= Christine Beauchamp =

American businesswoman and fashion professional

Christine Beauchamp (born c.1970) is an American businesswoman and fashion professional.

She has served as Senior Vice President of North American Stores at Amazon since 2021 and was recognized by Fortune as a woman in business to watch in the years ahead.

== Education ==
Beauchamp graduated from Harvard Business School with an MBA and holds an undergraduate Politics degree from Princeton University.

== Career ==
Beauchamp graduated from Harvard Business School with an MBA and holds an undergraduate Politics degree from Princeton University. After starting her career in 1992, as a financial analyst at Goldman Sachs, she worked for the Boston Consulting Group, and later served as president and CEO of Victoria's Secret from 2005 to 2008. Beauchamp later joined Ann, Inc. Initially serving as a consultant, she became Brand President of the Ann Taylor division in August 2008. Beauchamp left the company in 2012 to pursue other opportunities.

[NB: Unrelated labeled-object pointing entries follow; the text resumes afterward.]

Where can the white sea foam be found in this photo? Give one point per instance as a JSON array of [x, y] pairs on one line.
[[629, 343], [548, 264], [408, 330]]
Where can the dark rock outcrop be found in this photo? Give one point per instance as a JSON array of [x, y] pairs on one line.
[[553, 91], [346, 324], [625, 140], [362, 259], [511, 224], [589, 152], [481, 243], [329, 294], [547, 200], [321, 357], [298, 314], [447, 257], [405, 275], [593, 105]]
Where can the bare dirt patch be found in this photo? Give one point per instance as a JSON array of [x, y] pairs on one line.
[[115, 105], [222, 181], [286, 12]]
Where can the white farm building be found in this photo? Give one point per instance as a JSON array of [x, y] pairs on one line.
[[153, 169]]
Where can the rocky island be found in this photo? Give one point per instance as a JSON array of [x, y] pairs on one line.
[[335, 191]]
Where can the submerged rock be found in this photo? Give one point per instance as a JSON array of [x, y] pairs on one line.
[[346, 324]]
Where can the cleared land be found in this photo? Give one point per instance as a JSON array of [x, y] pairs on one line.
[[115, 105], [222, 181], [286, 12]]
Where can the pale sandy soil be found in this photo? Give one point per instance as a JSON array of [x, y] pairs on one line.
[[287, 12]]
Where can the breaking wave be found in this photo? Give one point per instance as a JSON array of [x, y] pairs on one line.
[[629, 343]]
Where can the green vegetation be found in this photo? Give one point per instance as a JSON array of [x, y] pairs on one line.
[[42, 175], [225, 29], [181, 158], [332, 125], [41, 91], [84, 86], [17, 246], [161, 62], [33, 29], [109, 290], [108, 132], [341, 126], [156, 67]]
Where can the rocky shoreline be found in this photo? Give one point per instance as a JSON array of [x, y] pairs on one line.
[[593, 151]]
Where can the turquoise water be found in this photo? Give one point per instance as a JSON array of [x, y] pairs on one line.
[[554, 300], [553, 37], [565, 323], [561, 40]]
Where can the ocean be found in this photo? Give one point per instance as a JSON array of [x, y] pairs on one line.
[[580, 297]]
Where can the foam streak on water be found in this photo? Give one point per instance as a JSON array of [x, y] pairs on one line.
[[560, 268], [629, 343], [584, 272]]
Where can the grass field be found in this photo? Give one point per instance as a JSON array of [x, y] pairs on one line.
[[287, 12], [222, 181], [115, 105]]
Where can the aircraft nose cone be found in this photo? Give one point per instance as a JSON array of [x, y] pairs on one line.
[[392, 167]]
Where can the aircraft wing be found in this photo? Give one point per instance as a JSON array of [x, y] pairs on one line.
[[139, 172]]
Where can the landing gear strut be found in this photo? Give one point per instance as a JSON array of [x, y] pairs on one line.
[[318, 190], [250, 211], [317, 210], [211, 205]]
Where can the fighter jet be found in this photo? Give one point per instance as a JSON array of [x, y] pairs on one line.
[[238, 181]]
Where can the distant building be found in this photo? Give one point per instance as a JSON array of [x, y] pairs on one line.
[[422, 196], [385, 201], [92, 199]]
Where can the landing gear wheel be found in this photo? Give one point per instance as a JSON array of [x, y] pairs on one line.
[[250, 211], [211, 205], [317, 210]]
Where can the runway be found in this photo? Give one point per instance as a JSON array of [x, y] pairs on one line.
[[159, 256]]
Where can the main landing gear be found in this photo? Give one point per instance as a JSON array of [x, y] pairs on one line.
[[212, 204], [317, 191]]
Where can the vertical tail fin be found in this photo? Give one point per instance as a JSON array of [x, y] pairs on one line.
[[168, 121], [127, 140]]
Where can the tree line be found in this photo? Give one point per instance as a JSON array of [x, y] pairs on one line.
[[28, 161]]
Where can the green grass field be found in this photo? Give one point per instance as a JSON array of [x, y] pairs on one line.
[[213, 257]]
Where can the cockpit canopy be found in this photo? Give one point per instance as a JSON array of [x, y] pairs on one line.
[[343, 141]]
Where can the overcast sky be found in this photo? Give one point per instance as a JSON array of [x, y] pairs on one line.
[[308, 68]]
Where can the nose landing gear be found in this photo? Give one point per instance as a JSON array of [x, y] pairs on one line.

In September 2015, Beauchamp became the Global Brand President for Lauren and Chaps. In 2016, it was announced that she would be leaving her position with Lauren and Chaps.

In May 2017, Beauchamp was announced as the new president of Amazon Fashion, replacing former president Catherine Lewis-Beaudoin. In December 2019, she was one of two women promoted to Amazon’s senior leadership team.

Beauchamp was formerly a member of the board of directors of Step Up Women's Network and a member of the executive committee of Angel Vine VC.